What's not derivative these days in a cop movie? We start with the killings of people whom the world would not miss: child rapists, Russian mobsters, a seedy collection of low lives whose deaths probably serve to improve the lives of others in New York.


Rooster (Pacino) and Bob (De Niro) are on the case. They are senior homicide detectives, given a lot of latitude, and considered by their boss Lt. Hingis (Brian Dennehy) the "A" team. Little by little, a pair of junior varsity detectives begin to sniff out something we have known since the film's beginning. The serial killing of these bad guys is an in-house job designed to circumvent the cumbersome and unfair legal system.

So we're on to the killer's identity, or so we think, from the beginning. And as stories go, this one feels like reasonably good television. But compared with a movie like Michael Clayton, which I watched again over the weekend and is such a tight, well conceived and executed invention, this screenplay is taking on water every turn.

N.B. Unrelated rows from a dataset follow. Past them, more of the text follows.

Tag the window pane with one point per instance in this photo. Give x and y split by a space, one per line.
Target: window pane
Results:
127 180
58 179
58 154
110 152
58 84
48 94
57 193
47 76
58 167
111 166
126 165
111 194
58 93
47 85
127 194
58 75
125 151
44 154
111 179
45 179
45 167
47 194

We expect zinger laden dialogue watching an episode of "House," but here I expected better. And since coming off 88 Minutes, considered by many Pacino's low water mark career wise, I for one thought this would signal an ascendant move. But director Jon Avnet, alas, directed 88 Minutes as well.

The scenes tumble together into a messy mélange of toothy Pacino smiles, very like his role in Oceans 13, and the finely furrowed face of Robert De Niro. It was as if someone handed them a script saying in effect, this isn't very good so do your best to improve on it with closeups and the non verbals.

There are gritty and authentic feeling settings within the hard core New York City homicide world. The killer kills at close range, always seeming to know the victim; there is never a struggle, and he leaves a four line poem to explain the vigilante justice to English majors on the police force.

We can sense we are being set up for a surprise. As moviegoers I think we all have gotten this undeniable pituitary jolt when we feel we know everything way too early in the movie. So subconsciously we start running the scenarios for alternative endings. If you didn't come up with the one, which awaits us at the end of the movie, shame on you. It's as subtle as leaving a picture of a bag of popcorn at the drive-in movie hoping you'll visit the concession stand.

But as a woman said to me as we were leaving the theater, "Hey it was TV, but it was also De Niro and Pacino."

And that is worth something, but in this case not as much as I was hoping for.

Righteous Kill
Starring Robert De Niro, Al Pacino. Directed by Jon Avnet. Rated R.